With a view to the same meeting, perhaps, the British Bankers' Association has released figures showing that lending to small businesses rose last month, while "almost 50,000 new small business banking relationships were established" – for what that is worth. Small business representatives remain to be convinced. No doubt there is a degree of posturing on every side.
But the arguments, being conducted in the open and between the lines, clearly illustrate the risk of a new vicious circle taking hold, in which every dashed expectation produces another. Mr Darling stressed the urgency of the situation yesterday. Unwittingly maybe, he also exposed the conundrum. "I want banks to rebuild their balance sheets," he said, "but at the same time, because of the particular circumstances we are in now, we also need them to relend money."
Indeed we do – but, with an election due by next June at the latest, the Chancellor and the Government need it most of all.
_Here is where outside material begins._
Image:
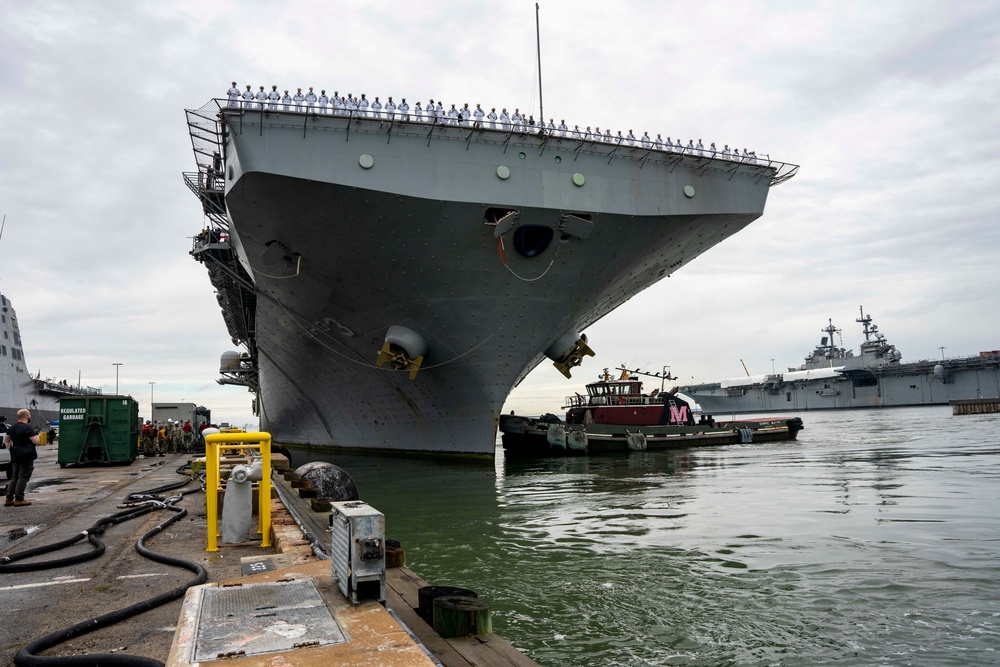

So far, Mr Darling is sticking to his forecast that the recovery will start at the turn of the year, with modest growth through 2010. Yet he also confirmed yesterday that the rate of VAT will go back up at the end of the year, a sure indication that the Government cannot do without the money.
Overall growth figures for the last quarter, released last week, were markedly worse than expected, which makes the Chancellor's emphasis on small and medium-sized business understandable. Only a revival here will make his timetable for recovery anything like feasible. But for this sector to grow, it needs more credit, and so far, most increased bank lending has funded mortgages.
The banks' dual responsibility – not just to lending, but to their bottom line – however, leaves them with a get-out clause. If they judge that rebuilding their balance sheets should take precedence, it will not be easy for the Chancellor to force them to do otherwise. Was it not over-ambitious lending that was largely to blame for the onset of the credit crunch all those months ago? Every aspect of this crisis is connected, and Britain's economy is not out of the woods yet.